I have a dataset where there are several variables that I'm being asked to match and come up with some kind of "highly probable duplicate" score. For example, I have name, age, and address variables. In a situation where the name and address match perfectly, but the age does not I would suspect that to be two different people. However, the age variables are within a year or maybe even matching, then I would assume then are the same person and flag one observation as a duplicate.

One difficultly I'm having is that the name variable is an agglutinated string with FIRST LAST MIDDLE SALUTATION, etc. all possibly crammed into one value. Some are as short as one "word", others as long as seven. It just depends on the data collector and the respondent.

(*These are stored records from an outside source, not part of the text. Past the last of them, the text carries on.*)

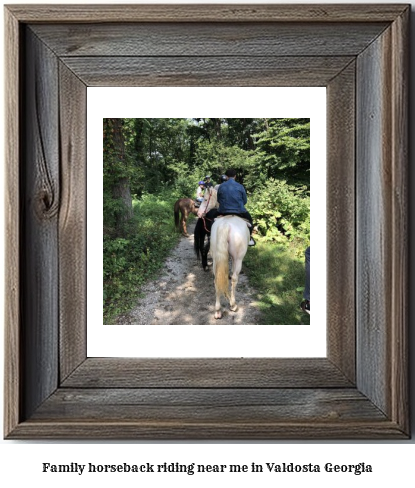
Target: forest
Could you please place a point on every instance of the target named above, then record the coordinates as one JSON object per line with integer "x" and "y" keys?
{"x": 150, "y": 163}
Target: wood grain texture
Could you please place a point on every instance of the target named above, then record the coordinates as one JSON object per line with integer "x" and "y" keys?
{"x": 341, "y": 237}
{"x": 383, "y": 247}
{"x": 206, "y": 373}
{"x": 41, "y": 176}
{"x": 13, "y": 383}
{"x": 181, "y": 39}
{"x": 207, "y": 71}
{"x": 206, "y": 13}
{"x": 72, "y": 222}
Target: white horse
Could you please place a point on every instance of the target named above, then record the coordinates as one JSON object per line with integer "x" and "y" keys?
{"x": 229, "y": 237}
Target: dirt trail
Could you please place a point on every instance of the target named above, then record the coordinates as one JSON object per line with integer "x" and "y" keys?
{"x": 185, "y": 294}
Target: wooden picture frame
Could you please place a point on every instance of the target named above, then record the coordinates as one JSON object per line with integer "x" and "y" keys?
{"x": 360, "y": 53}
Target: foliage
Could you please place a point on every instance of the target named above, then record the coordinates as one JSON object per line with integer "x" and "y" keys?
{"x": 149, "y": 163}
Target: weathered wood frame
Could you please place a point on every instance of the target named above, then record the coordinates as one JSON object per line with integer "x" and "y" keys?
{"x": 359, "y": 52}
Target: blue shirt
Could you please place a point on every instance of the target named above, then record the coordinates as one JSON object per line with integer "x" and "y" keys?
{"x": 231, "y": 197}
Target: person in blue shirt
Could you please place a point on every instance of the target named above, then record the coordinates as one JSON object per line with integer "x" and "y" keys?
{"x": 232, "y": 199}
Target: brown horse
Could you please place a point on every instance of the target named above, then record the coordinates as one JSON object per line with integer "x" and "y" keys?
{"x": 184, "y": 206}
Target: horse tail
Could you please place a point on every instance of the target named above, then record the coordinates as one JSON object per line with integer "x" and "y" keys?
{"x": 221, "y": 261}
{"x": 199, "y": 237}
{"x": 176, "y": 214}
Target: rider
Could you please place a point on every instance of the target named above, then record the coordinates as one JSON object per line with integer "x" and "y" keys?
{"x": 232, "y": 198}
{"x": 199, "y": 192}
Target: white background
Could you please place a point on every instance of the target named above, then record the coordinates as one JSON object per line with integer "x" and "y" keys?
{"x": 20, "y": 462}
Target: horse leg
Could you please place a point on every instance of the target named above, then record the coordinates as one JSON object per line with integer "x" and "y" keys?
{"x": 236, "y": 269}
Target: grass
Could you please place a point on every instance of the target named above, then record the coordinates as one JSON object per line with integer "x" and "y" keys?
{"x": 278, "y": 274}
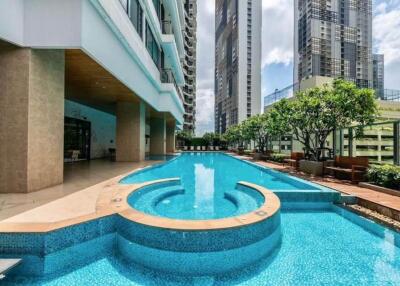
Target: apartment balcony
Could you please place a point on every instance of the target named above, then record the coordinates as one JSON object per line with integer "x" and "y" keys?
{"x": 167, "y": 76}
{"x": 171, "y": 50}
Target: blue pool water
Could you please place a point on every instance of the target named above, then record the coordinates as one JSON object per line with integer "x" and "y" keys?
{"x": 208, "y": 187}
{"x": 329, "y": 247}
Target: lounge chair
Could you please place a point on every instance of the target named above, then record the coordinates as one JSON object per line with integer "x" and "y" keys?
{"x": 294, "y": 159}
{"x": 353, "y": 167}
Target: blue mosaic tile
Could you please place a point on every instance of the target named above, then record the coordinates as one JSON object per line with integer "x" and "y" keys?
{"x": 191, "y": 241}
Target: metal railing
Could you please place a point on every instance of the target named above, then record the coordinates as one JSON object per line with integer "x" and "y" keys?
{"x": 167, "y": 76}
{"x": 391, "y": 95}
{"x": 166, "y": 26}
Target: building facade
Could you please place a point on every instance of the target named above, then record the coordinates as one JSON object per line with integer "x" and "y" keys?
{"x": 237, "y": 61}
{"x": 378, "y": 65}
{"x": 189, "y": 65}
{"x": 86, "y": 77}
{"x": 333, "y": 38}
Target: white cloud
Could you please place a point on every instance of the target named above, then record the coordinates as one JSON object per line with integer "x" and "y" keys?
{"x": 386, "y": 35}
{"x": 277, "y": 32}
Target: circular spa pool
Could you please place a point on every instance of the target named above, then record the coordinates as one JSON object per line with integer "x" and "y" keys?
{"x": 164, "y": 227}
{"x": 172, "y": 200}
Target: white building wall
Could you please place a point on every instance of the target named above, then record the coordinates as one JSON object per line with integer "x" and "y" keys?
{"x": 102, "y": 30}
{"x": 256, "y": 59}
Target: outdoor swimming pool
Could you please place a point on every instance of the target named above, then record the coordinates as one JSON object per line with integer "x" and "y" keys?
{"x": 305, "y": 240}
{"x": 208, "y": 187}
{"x": 326, "y": 247}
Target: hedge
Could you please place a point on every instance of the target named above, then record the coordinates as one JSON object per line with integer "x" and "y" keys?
{"x": 387, "y": 176}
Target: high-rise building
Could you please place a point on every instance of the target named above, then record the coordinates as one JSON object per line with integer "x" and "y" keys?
{"x": 237, "y": 61}
{"x": 333, "y": 38}
{"x": 189, "y": 65}
{"x": 86, "y": 79}
{"x": 379, "y": 75}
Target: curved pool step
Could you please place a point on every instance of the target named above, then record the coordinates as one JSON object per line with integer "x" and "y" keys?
{"x": 244, "y": 202}
{"x": 149, "y": 201}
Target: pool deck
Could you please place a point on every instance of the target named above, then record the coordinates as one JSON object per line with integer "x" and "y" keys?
{"x": 78, "y": 199}
{"x": 368, "y": 197}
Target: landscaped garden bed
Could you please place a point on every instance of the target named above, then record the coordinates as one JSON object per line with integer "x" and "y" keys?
{"x": 384, "y": 178}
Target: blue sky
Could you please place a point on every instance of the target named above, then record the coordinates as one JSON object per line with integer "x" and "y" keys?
{"x": 277, "y": 56}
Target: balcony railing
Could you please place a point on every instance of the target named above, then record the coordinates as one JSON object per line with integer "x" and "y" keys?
{"x": 166, "y": 27}
{"x": 167, "y": 76}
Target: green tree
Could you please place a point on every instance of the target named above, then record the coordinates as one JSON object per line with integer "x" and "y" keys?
{"x": 234, "y": 135}
{"x": 184, "y": 137}
{"x": 255, "y": 129}
{"x": 211, "y": 138}
{"x": 317, "y": 112}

To add to this, the order is not set. So some subjects list FIRST LAST while others list LAST FIRST. It's this problem that I want to try to tackle first.

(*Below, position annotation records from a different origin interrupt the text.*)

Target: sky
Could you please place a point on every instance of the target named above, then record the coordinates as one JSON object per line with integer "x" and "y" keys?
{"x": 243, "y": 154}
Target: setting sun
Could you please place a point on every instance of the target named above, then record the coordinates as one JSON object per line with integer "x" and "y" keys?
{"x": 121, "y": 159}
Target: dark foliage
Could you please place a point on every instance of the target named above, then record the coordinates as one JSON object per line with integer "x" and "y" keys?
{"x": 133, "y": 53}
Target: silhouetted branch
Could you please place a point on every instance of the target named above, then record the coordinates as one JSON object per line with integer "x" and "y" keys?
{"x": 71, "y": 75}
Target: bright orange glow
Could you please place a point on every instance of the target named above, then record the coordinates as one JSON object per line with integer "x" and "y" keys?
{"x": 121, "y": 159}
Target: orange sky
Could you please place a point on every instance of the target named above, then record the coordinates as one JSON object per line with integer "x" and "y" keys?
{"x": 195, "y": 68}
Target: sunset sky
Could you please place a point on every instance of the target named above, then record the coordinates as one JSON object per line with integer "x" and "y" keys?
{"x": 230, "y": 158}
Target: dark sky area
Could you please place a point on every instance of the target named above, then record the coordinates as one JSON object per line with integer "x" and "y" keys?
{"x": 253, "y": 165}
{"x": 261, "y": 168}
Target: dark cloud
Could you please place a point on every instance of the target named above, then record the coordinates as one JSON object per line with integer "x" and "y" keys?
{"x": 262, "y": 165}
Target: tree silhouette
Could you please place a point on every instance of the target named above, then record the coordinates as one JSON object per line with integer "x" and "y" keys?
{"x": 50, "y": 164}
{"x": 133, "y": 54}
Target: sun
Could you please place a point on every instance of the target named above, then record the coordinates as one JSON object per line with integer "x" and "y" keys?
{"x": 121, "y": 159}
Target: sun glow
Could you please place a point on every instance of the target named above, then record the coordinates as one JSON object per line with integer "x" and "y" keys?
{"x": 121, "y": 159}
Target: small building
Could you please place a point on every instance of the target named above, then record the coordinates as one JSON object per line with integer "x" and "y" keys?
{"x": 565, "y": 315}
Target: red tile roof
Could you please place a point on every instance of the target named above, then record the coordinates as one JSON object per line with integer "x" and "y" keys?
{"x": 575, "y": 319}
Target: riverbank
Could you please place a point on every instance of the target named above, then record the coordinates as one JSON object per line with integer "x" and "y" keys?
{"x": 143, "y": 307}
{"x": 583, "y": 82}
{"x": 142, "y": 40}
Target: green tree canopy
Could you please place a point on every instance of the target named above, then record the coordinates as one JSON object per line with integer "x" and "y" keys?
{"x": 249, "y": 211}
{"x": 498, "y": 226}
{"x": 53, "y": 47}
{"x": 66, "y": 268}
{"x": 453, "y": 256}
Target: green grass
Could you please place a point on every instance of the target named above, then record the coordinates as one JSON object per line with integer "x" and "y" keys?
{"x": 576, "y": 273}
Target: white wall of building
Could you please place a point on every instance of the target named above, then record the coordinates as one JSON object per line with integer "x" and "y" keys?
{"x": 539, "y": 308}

Does anyone have any suggestions on how to go about this? My instinct is to create two new variables for the first and second words in the name blank, but then I'm unclear how to run any kind of -duplicates- function on the variables such that it would criss-cross the and flag the people who appear to be the same.

Name1 Name2 Duplicate
Abe Lincoln Yes
Ada Lovelace Yes
Lincoln Abe Yes
Earheart Amelia Yes
Hamilton Alexander No
Earheart Amelia Yes
Amelia Earheart Yes

Secondly, when I get to the addresses, I'd like to develop some fuzzy match so that misspellings and other data entry variable can be sorted out.

Perhaps this kind of thing already exists, either in Stata or in another program? Any guidance or suggestions are most graciously welcome.